I keep almost sending my resume, but then I remember it's Atlanta.
Thanks for this article. I never knew most of the things in it. 

Dr. Carlson is an old aquaintance of mine, and I keep coming pretty close to sending him my resume, but I keep remembering that no matter how awesome the Geogia Aquarium may be, it's still in Atlanta.

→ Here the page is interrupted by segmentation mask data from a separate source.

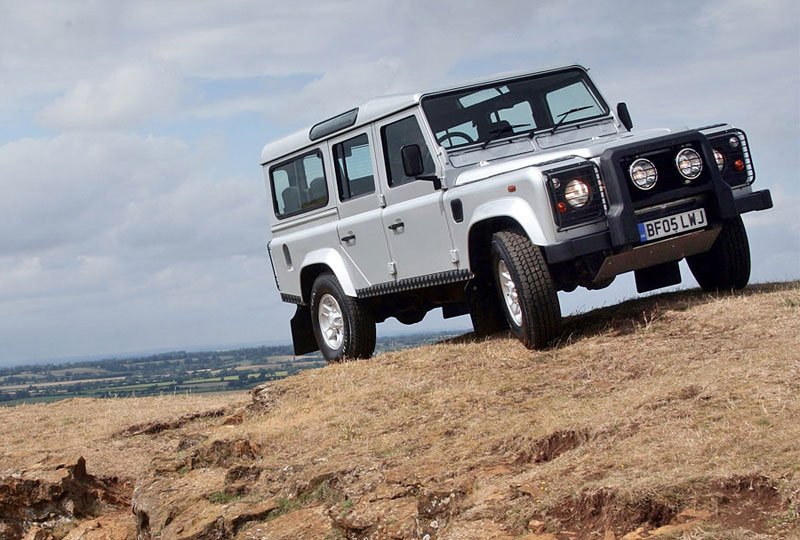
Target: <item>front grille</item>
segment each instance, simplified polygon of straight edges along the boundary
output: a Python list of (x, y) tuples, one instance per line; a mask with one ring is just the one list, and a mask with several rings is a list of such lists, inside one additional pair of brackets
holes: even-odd
[[(729, 139), (736, 137), (739, 146), (731, 146)], [(747, 137), (743, 131), (729, 129), (722, 133), (715, 133), (708, 137), (708, 142), (714, 150), (718, 150), (725, 159), (722, 167), (722, 179), (731, 187), (749, 186), (756, 179), (756, 172), (753, 162), (750, 159), (750, 148), (747, 144)], [(744, 162), (744, 170), (737, 171), (733, 164), (737, 159)]]
[(698, 195), (697, 197), (688, 197), (665, 204), (641, 208), (635, 212), (636, 221), (641, 223), (643, 221), (651, 221), (653, 219), (680, 214), (688, 210), (696, 210), (703, 207), (705, 200), (706, 198), (704, 196)]
[[(647, 201), (658, 198), (658, 195), (669, 193), (671, 191), (681, 190), (686, 187), (698, 187), (708, 184), (711, 180), (711, 173), (709, 166), (716, 167), (716, 163), (709, 164), (705, 157), (703, 158), (703, 170), (700, 176), (691, 182), (687, 181), (675, 164), (675, 156), (678, 155), (683, 148), (692, 148), (696, 150), (700, 156), (703, 156), (703, 148), (700, 141), (688, 141), (676, 143), (670, 146), (650, 150), (646, 152), (639, 152), (623, 156), (620, 159), (620, 167), (625, 175), (626, 185), (631, 195), (631, 201), (637, 208), (642, 207)], [(658, 181), (652, 189), (642, 190), (636, 187), (630, 178), (629, 168), (631, 164), (639, 158), (645, 158), (653, 162), (656, 170), (658, 171)]]
[[(605, 186), (600, 178), (600, 170), (594, 163), (552, 169), (546, 171), (544, 176), (559, 231), (594, 223), (605, 217), (608, 210)], [(567, 184), (575, 179), (582, 180), (589, 186), (589, 202), (581, 208), (571, 207), (565, 197)], [(559, 203), (565, 205), (566, 211), (559, 211)]]

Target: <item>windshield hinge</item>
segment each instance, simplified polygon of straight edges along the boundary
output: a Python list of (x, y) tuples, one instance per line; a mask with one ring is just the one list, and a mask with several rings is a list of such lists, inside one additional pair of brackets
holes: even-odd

Shedd has nothing to worry about, since fishfans don't tend to avoid one aquarium just because they've been to another 1000 miles away from it. Chattanooga could be in trouble, though. actually, most aquariums are in trouble these days. It's pretty amazing that the Georgia Aquarium will be paid for & debt-free from day one.


----------



## blixem

TheOldSalt said:


> Whale Sharks. Wow.
> I keep almost sending my resume, but then I remember it's Atlanta.
> Thanks for this article. I never knew most of the things in it.
> 
> Dr. Carlson is an old aquaintance of mine, and I keep coming pretty close to sending him my resume, but I keep remembering that no matter how awesome the Geogia Aquarium may be, it's still in Atlanta.
> 
> Shedd has nothing to worry about, since fishfans don't tend to avoid one aquarium just because they've been to another 1000 miles away from it. Chattanooga could be in trouble, though. actually, most aquariums are in trouble these days. It's pretty amazing that the Georgia Aquarium will be paid for & debt-free from day one.

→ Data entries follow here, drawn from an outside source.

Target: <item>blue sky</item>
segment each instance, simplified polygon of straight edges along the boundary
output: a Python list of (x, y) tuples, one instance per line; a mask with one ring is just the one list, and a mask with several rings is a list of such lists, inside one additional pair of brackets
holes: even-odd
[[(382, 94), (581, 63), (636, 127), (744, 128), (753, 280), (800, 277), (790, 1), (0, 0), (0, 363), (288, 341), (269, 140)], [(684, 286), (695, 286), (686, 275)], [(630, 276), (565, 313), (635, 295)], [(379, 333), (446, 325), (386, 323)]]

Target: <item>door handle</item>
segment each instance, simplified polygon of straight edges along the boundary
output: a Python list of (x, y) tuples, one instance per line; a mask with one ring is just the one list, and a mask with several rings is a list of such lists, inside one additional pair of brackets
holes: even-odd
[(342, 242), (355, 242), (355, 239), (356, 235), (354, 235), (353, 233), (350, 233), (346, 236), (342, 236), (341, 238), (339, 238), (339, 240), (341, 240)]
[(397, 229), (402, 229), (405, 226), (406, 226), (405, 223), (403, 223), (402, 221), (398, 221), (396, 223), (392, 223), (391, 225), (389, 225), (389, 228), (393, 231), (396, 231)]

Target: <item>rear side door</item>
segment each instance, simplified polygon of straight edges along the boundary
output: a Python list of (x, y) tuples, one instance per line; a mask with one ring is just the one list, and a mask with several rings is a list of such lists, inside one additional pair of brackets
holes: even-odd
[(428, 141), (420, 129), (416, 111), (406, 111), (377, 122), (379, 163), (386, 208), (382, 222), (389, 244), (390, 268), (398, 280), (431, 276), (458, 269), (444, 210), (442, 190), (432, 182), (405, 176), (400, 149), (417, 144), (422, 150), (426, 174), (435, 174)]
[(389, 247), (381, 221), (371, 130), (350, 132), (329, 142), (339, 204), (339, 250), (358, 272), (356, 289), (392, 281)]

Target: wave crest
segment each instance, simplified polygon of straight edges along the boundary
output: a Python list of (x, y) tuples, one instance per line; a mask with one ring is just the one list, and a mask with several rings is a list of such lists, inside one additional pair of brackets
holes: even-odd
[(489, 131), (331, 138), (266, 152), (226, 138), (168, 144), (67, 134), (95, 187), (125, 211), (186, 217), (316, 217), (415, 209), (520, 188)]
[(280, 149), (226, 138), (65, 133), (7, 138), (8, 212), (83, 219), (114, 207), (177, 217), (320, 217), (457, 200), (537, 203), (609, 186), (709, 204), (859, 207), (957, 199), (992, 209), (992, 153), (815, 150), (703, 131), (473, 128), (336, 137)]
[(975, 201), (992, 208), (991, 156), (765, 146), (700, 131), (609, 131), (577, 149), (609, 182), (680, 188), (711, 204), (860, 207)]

What's wrong with Atlanta?


----------



## Ron the handyman

The aquarium also has clubs in the area that will support it and support us in same. Last month we had Jeff Swanagan in to talk at ower monthly meeting, He had alot to say and as for the panhandlers, THEY are a nuisance, you can't even sit at an outside restaurant and eat with out one or two coming over. Some make it a career others ? R.


----------



## malawi4me2

I can't wait 'til the aquarium opens! Luckily, it's only about 15 minutes from my home, so I'm planning to go on the opening weekend!


----------



## fish_doc

Oh goody I get to be a hood ornament.


----------



## malawi4me2

Ha Ha Ha! Lmao!!!


----------



## TheOldSalt

You know, I think it's high time that we really did try to plan some sort of FishForums get-together.


----------



## fishfreaks

TheOldSalt said:


> You know, I think it's high time that we really did try to plan some sort of FishForums get-together.

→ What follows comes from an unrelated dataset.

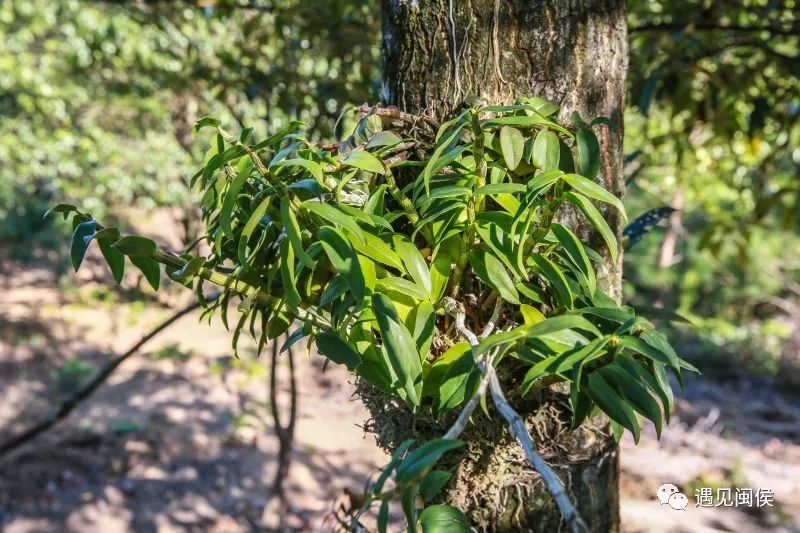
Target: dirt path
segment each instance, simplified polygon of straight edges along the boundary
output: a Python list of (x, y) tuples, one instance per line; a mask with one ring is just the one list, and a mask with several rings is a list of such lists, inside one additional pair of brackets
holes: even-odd
[[(69, 381), (59, 369), (85, 375), (72, 358), (99, 366), (170, 314), (99, 283), (57, 290), (46, 270), (14, 279), (0, 291), (0, 438), (57, 401)], [(182, 319), (54, 430), (0, 460), (0, 528), (232, 532), (269, 523), (277, 444), (267, 370), (252, 347), (231, 358), (229, 339), (218, 321)], [(362, 487), (385, 456), (359, 427), (366, 412), (349, 376), (323, 374), (316, 357), (297, 361), (289, 529), (327, 531), (343, 490)], [(796, 399), (768, 384), (691, 381), (660, 443), (648, 432), (638, 446), (623, 442), (625, 530), (800, 531), (797, 412)], [(690, 495), (686, 511), (655, 500), (662, 483)], [(704, 483), (770, 488), (778, 506), (695, 508), (691, 489)]]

that would be awesome oldsalt!


----------



## TheOldSalt

I suppose we'd have better luck with having a few regional ones first before working our way up to a national thing. One in Atlanta, one in Richmond, one in Harrisburg, one in Cincinnati, one in Beloit, one in Phoenix, one in SoCal, one in Portland, ..you get the idea. The next year we'd have them somewhere else. A national convention would be sweet, but for now it would just be nice to get to know some fellow FishForums members.

On another note, I went and did it after all. I turned in my application/resume to the Georgia Aquarium. Guys like me are really a dime a dozen, but morbid curiosity made me go ahead and apply just to see how totally outclassed I really am. Georgia is a plum job attracting plenty of heavy-hitters, but that's okay; once they've moved to Atlanta their old slots will be open, and since I've sent out a lot of other resumes today, who knows?


----------



## fish_doc

Good luck with the application and I hope you get a job you enjoy.


----------